Since 2010, there has been increased scrutiny on filters by the US Food and Drug Administration (FDA) regarding device migrations, fractures, caval thrombosis, caval penetration, and filter tilt. 3 Thus, since 2011, after a decade-long progressive increase in filter placement volume, annual filter placement volumes began declining.
The breadth of clinical literature generally supports the safety and efficacy of IVC filters, although the designs of filters and their delivery systems continue to evolve to tackle the admittedly rare, yet potentially catastrophic, complications.

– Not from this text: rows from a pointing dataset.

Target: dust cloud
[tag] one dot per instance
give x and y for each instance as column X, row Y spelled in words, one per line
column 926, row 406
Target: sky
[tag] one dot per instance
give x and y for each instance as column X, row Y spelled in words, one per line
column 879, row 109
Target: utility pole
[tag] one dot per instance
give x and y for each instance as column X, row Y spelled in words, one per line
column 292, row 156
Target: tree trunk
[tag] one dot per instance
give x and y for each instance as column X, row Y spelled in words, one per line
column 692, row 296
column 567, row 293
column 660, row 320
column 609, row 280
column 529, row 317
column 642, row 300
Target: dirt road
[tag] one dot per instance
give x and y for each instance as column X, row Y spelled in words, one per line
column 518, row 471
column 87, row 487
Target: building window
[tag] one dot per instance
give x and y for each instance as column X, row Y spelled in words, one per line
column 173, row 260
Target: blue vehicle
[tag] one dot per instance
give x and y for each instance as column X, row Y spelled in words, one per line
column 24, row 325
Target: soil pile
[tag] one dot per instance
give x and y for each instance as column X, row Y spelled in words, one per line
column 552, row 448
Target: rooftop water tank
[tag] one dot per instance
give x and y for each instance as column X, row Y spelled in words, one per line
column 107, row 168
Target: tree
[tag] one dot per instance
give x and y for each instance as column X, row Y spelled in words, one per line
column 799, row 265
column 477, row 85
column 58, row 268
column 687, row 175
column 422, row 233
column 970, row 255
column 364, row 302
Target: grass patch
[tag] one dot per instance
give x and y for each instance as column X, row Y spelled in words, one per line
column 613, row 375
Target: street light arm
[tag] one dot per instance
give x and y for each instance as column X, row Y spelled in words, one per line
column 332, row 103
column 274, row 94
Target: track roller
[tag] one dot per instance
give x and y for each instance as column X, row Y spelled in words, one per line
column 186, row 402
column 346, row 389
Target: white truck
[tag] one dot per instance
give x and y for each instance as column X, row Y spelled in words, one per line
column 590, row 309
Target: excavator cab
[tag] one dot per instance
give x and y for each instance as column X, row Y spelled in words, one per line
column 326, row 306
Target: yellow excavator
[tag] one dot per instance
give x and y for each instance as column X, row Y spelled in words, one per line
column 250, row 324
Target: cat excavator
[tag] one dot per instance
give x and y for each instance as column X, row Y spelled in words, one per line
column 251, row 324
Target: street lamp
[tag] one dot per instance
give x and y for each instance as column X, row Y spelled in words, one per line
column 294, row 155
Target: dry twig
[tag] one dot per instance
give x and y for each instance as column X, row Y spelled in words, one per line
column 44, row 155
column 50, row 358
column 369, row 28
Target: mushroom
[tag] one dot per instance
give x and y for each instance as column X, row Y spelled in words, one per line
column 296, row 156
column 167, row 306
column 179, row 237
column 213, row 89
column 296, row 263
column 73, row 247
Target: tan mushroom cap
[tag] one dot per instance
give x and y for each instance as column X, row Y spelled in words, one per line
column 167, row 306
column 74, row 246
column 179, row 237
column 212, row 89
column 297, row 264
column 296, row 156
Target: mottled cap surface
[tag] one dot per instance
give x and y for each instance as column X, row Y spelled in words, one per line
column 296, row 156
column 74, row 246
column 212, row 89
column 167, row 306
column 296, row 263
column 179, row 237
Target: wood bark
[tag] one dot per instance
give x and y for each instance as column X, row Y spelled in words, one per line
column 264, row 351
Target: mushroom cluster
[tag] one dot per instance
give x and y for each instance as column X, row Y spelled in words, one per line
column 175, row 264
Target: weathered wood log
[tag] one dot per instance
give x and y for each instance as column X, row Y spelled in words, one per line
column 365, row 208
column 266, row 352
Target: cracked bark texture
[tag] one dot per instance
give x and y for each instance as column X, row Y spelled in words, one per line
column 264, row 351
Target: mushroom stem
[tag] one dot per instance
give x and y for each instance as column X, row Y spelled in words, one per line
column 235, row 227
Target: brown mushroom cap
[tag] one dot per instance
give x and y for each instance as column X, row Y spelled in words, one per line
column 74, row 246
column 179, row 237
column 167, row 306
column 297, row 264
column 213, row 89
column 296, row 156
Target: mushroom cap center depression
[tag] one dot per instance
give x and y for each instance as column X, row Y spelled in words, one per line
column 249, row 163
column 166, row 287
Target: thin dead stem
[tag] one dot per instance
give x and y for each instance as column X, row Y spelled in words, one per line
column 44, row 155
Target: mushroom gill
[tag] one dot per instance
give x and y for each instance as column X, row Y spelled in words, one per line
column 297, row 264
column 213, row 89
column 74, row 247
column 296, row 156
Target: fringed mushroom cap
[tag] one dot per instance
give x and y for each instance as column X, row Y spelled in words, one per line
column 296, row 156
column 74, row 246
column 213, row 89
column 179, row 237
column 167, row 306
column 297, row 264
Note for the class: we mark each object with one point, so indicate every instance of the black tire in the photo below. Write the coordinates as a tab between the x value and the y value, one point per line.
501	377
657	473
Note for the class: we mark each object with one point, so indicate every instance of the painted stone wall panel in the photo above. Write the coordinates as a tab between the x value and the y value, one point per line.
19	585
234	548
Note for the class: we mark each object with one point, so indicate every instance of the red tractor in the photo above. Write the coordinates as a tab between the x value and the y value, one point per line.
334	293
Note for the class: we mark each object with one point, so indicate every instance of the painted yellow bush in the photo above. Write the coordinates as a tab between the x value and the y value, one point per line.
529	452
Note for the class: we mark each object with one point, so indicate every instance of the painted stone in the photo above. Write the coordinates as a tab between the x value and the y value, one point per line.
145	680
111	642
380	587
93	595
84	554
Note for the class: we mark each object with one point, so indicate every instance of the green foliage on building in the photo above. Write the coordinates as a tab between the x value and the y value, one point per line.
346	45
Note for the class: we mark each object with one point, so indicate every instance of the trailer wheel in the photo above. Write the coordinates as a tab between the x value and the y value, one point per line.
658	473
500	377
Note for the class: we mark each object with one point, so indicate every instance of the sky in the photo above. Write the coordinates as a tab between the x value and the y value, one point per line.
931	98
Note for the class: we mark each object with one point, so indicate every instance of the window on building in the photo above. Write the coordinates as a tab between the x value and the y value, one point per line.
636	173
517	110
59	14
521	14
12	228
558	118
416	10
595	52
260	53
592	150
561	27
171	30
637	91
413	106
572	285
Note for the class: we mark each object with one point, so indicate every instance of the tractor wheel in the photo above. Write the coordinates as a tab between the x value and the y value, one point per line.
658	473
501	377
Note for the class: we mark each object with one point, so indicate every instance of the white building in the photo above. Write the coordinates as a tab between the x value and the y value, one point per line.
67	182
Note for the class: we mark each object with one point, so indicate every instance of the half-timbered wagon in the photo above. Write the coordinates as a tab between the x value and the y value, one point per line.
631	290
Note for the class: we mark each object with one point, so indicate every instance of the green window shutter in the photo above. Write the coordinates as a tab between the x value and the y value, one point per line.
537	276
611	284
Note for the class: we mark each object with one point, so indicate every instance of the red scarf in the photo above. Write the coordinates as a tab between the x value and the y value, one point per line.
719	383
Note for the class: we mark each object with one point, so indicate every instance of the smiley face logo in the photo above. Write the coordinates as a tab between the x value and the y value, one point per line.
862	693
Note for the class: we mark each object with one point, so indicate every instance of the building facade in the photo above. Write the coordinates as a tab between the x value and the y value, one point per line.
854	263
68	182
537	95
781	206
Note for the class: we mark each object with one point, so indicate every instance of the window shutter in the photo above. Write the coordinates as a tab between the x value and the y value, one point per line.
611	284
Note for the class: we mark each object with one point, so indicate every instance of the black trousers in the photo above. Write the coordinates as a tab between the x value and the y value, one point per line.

Furthermore, evolutionary changes to IVC filter designs and filter delivery systems have been ongoing. These changes have been incorporated to improve filter placement by reducing tilt, penetration, and migration, with the overall goal of easing subsequent filter retrieval. This article describes our early experience with the newest-generation Celect Platinum IVC filter (Cook Medical).
The Celect Platinum IVC filter is a conical-shaped filter constructed from a cobalt chromium alloy with a platinum radiopaque marker on each primary filter leg to enhance filter visibility during procedural imaging (Figure 1). These markers also allow the physician to assess for potential anteroposterior (AP) tilt during retrieval.
The filter comes preloaded on a 65-cm coaxial 7-F introducer sheath equipped with a 10-F dilator that contains two radiopaque markers. The filter can be delivered either via a femoral or jugular vein approach; the femoral introducer has a flexible tip (“Flex Tip”), which was designed to enhance tracking through the venous anatomy.
Consistent with the indications for use for all IVC filters marketed in the United States, the Celect Platinum IVC filter is intended for the prevention of recurrent pulmonary embolism (PE) in the following situations: pulmonary thromboembolism when anticoagulant therapy is contraindicated; failure of anticoagulant therapy in thromboembolic diseases; emergency treatment following massive PE in which anticipated benefits of conventional therapy are reduced; and chronic, recurrent PE in which anticoagulant therapy has failed or is contraindicated.
We prospectively evaluated product performance data related to early experience with the Celect Platinum IVC filter from physician evaluation forms completed during filter placement procedures at a single center between December 2013 and August 2014. During the study period, 99 patients received a Celect Platinum IVC filter. Patient demographics, clinical diagnosis, and device performance evaluations were recorded at the time of placement. Patients with missing procedure information or filter tilt data (ie, procedure time, fluoroscopy time, access site, or postplacement tilt) were excluded from the analysis. Seventy-seven patients were included in the analysis: 36 (47%) male patients and 41 (53%) female patients (mean age, 74 ± 16 years; range, 28–98 years).
The most common reason for filter placement was deep vein thrombosis (DVT) with contraindication to anticoagulation (45/77; 58%). The remaining 32 patients had a current PE (32/77; 42%). Active bleeding was reported in 23 patients (23/77; 29%), and history of malignancy was reported in 11 patients (11/77; 14%). Filters were placed almost equally as permanent devices (45/77; 58%) and with a goal of eventual retrieval (32/77; 42%).
Filter Placement
All implant procedures were performed according to the manufacturer’s instructions for use. The mean time required for the total filter placement procedure was 6.57 ± 2.78 minutes, with a mean total fluoroscopy time of 1.02 ± 0.53 minutes. During imaging, traditional contrast venography (mean contrast volume, 17.67 ±10.4 mL) was utilized for most patients (60/77; 78%), while carbon dioxide was utilized as the contrast agent in 17 patients (22%). Venous access and filter placement were primarily achieved using the right common femoral vein (57/77; 74%); filters were also placed via the left common femoral vein (15/77; 19%) and the right internal jugular vein (5/77; 7%).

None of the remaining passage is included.